I actually remember shrugging. And it was the shrug that was terrifying. This is how autocrats - or would-be autocrats - cement their power. They wear you down. They take you down the rabbit hole. They want you to hear the great leader declare that 2+2=5 - and shrug.
Recently, the president tweeted: "With all of the Fake News coming out of NBC and the Networks, at what point is it appropriate to challenge their License? Bad for country!"
This is Putin territory. This is Erdogan territory. We don't know yet how far the president is prepared to go in silencing critics who do not meet his test of patriotism, while inviting his supporters to give free rein to their inner bigot. But Mueller and, eventually, a reelection campaign will tempt Trump to go a long way.
I lived in Berlin a couple of decades ago and saw the capital return after the Rhineland sojourn in bland Bonn. The city was a construction site. Cranes hoisted the new but the past - a constant admonition to a united Germany - was not erased. This was the consummation of the miracle: Germany unified, within NATO, its borders no longer contested. The German problem that over decades had caused sleepless nights to thousands of American diplomats and agents had been resolved.

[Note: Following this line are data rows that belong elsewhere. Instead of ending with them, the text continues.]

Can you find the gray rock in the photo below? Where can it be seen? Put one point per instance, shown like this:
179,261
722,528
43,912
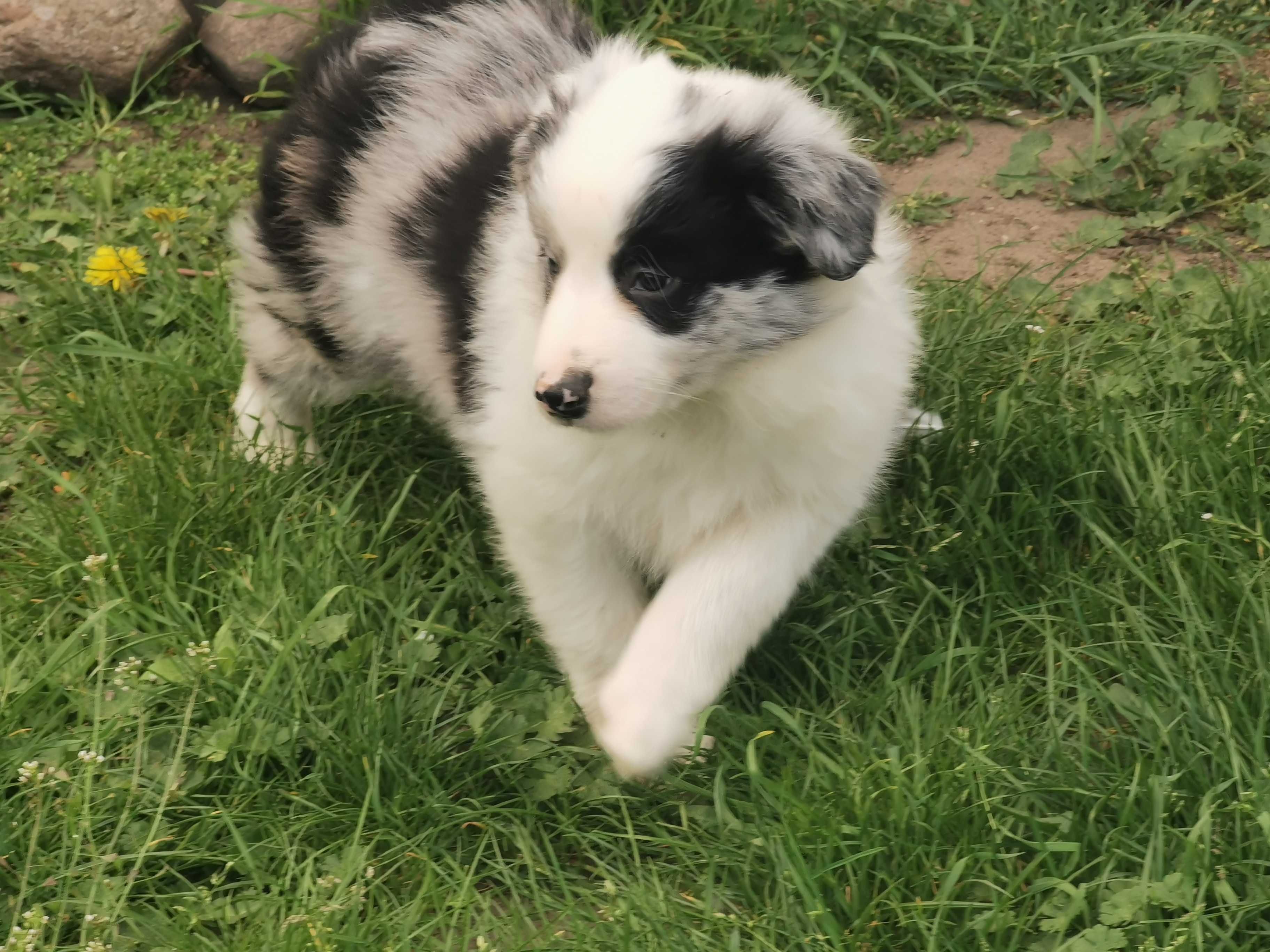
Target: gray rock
234,42
53,43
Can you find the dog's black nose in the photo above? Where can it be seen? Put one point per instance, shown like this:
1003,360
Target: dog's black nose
568,397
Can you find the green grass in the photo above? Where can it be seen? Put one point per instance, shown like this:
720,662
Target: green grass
1024,706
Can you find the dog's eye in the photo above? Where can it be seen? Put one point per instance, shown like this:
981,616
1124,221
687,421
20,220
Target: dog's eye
647,281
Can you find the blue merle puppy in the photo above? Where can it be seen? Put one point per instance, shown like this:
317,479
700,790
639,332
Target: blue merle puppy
662,313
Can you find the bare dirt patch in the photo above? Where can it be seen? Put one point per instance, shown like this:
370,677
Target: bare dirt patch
1001,238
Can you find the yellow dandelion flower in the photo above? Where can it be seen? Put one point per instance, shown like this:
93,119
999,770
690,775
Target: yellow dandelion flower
119,267
166,216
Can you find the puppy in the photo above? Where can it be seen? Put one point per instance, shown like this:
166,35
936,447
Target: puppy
660,310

I would cross the Polish border sometimes. Poland is close to Berlin, as Poles know well. I had to pinch myself, with the border near invisible, to recall that these were "Bloodlands," in Timothy Snyder's phrase, the last resting place of millions. Yet here, only decades later, there stretched before me the tranquility that NATO, the European Union and statesmanship had brought.
None of this would have happened without the trans-Atlantic alliance, without the Berlin airlift and the Marshall Plan, without America as a European power - without everything Trump appears to hold in contempt. Constancy and strength in pursuit of strategy are wearing on their opponents. Chaos, on the other hand, gives foes a sense of opportunity.
Cannot Be Fixed in Stone
It was not only Germans who enjoyed what Helmut Kohl once called "the blessing of late birth." In some way, every post-war European did. We succumb at our peril to amnesia. It is for the young to forge the 21st century. That is right and natural. The precepts of the last century, and its power structure, cannot be forever fixed in stone.

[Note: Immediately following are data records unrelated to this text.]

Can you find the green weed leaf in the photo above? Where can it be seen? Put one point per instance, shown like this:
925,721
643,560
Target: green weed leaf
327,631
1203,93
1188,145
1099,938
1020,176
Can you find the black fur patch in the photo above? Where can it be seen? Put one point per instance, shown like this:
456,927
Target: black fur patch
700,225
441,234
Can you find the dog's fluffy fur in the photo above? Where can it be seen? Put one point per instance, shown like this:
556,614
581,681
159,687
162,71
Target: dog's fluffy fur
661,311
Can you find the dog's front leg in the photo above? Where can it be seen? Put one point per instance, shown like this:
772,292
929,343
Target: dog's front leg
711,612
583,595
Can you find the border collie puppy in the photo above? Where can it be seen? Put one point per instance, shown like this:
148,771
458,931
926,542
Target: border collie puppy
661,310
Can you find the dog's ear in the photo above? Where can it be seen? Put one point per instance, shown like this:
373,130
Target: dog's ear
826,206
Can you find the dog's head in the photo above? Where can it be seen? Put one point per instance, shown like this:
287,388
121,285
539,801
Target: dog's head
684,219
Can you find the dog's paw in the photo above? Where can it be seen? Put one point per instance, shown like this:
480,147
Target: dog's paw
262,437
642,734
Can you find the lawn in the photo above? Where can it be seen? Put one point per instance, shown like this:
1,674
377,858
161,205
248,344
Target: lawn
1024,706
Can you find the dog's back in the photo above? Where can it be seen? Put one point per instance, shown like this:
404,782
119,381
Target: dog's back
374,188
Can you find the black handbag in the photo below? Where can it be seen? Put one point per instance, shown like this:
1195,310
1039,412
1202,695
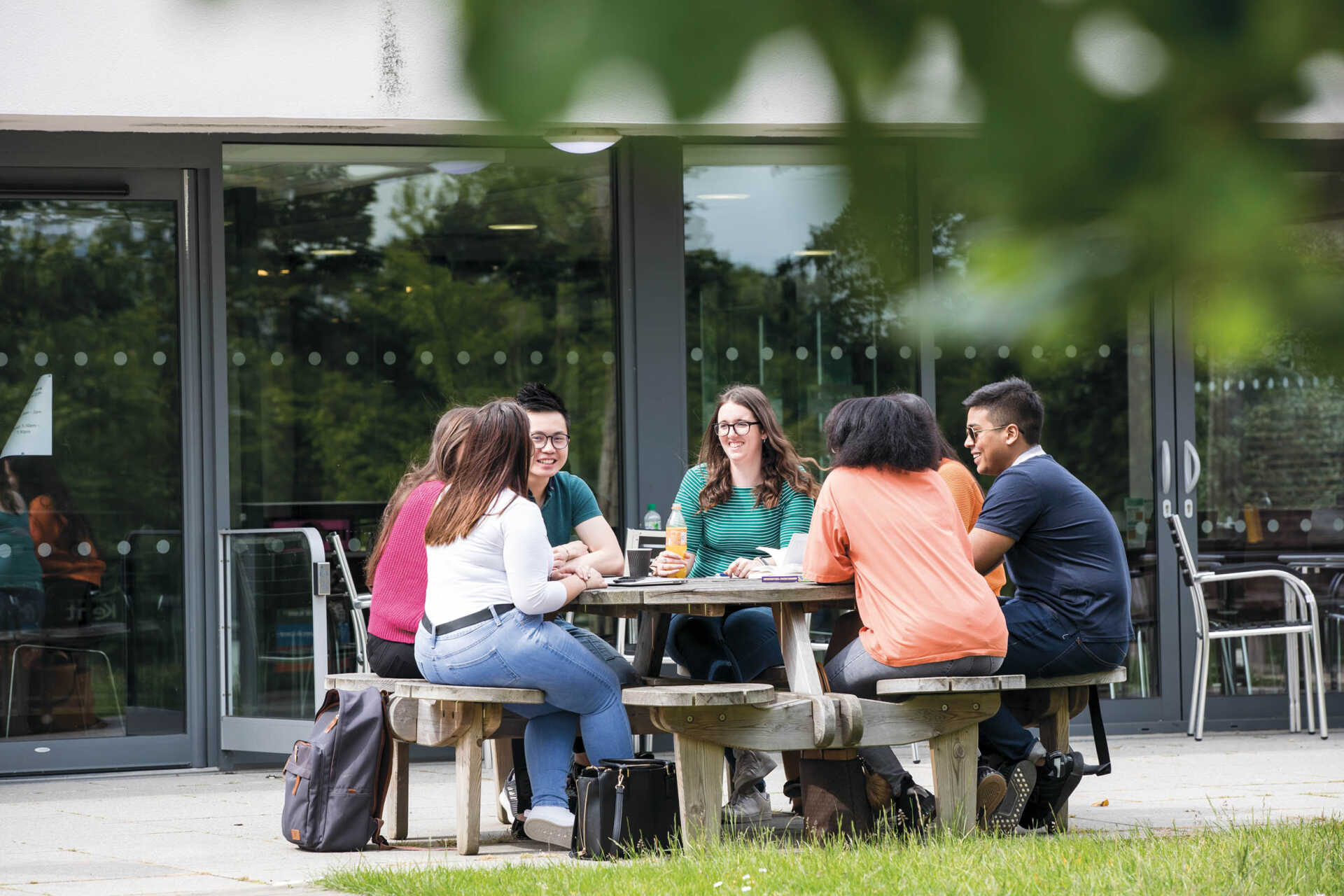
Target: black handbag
624,806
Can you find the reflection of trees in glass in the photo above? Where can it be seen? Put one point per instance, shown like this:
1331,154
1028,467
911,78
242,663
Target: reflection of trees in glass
812,332
80,284
448,311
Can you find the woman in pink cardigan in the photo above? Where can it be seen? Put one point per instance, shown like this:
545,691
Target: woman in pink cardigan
397,566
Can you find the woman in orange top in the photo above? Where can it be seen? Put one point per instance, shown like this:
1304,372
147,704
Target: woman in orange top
965,492
886,522
71,568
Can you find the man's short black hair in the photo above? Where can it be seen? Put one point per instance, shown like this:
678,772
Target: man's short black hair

Yet we should not forget from what horror Pax Americana emerged. As Merkel and French President Emmanuel Macron flesh out a distinct European destiny - as they should in this era of Trump - they must be mindful of preserving the American bond, in the hope of better days. They must also speak out strongly for the values Trump's America has forsaken.
Perhaps Senator John McCain, a great friend of Europe now battling brain cancer, has offered the best rebuke to Trump:
"To refuse the obligations of international leadership and our duty to remain 'the last best hope of earth' for the sake of some half-baked, spurious nationalism cooked up by people who would rather find scapegoats than solve problems is as unpatriotic as an attachment to any other tired dogma of the past that Americans consigned to the ash heap of history.

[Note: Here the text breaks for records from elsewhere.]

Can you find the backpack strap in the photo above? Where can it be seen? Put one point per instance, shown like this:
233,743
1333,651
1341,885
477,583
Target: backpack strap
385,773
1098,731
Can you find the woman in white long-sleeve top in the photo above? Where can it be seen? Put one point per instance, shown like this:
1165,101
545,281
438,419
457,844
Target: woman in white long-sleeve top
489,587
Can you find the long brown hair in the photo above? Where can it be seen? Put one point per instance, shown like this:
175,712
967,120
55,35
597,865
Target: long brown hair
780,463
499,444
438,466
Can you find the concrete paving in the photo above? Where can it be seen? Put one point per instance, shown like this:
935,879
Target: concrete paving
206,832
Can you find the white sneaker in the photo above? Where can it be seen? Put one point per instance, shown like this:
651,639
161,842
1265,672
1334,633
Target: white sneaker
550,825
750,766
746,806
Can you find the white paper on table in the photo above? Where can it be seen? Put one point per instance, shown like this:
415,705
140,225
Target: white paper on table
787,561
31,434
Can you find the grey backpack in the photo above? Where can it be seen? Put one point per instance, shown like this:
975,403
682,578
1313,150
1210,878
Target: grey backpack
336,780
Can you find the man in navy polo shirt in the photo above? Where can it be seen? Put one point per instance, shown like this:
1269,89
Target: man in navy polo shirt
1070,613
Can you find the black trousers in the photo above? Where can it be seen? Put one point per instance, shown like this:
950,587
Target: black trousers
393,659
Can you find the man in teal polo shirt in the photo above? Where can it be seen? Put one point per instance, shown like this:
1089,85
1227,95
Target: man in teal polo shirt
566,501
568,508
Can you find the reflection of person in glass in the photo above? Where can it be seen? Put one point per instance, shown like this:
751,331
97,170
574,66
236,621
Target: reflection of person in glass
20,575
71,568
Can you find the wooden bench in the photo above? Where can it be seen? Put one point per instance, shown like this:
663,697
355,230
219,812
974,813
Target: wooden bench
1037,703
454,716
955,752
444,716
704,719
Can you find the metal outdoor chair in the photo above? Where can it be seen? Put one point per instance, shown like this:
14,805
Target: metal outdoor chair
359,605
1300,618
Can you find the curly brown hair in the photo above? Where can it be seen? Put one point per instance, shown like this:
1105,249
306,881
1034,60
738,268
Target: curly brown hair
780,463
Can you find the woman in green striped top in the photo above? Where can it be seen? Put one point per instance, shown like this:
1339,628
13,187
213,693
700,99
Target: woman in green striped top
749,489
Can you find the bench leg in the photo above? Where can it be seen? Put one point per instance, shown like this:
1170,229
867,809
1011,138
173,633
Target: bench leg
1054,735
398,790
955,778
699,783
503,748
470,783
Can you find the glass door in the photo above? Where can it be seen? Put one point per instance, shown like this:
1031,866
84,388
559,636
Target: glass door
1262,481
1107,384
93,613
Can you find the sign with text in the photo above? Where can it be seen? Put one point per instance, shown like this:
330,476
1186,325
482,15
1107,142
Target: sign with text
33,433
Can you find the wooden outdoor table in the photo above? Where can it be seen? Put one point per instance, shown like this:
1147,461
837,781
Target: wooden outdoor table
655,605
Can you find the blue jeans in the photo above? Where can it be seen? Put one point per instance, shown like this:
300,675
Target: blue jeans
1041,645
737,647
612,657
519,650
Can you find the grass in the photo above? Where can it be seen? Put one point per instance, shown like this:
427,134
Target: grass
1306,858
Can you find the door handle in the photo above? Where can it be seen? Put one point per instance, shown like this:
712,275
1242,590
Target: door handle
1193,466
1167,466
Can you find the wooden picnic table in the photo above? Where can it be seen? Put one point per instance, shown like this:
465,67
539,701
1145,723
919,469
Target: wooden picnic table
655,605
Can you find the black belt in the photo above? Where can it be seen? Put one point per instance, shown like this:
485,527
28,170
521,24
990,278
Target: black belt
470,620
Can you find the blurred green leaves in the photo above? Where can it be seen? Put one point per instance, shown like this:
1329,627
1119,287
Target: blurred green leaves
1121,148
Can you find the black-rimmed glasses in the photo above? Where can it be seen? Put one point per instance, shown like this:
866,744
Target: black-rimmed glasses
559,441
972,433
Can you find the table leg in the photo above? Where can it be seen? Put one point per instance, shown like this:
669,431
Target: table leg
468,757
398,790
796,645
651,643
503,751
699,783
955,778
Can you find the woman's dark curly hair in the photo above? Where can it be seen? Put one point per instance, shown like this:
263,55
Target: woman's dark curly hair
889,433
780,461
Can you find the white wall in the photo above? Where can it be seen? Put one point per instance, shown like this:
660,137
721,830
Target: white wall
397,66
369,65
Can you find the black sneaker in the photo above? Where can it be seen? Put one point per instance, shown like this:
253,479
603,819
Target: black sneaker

"We live in a land made of ideals, not blood and soil. We are the custodians of those ideals at home, and their champion abroad. We have done great good in the world. That leadership has had its costs, but we have become incomparably powerful and wealthy as we did. We have a moral obligation to continue in our just cause, and we would bring more than shame on ourselves if we don't. We will not thrive in a world where our leadership and ideals are absent. We wouldn't deserve to."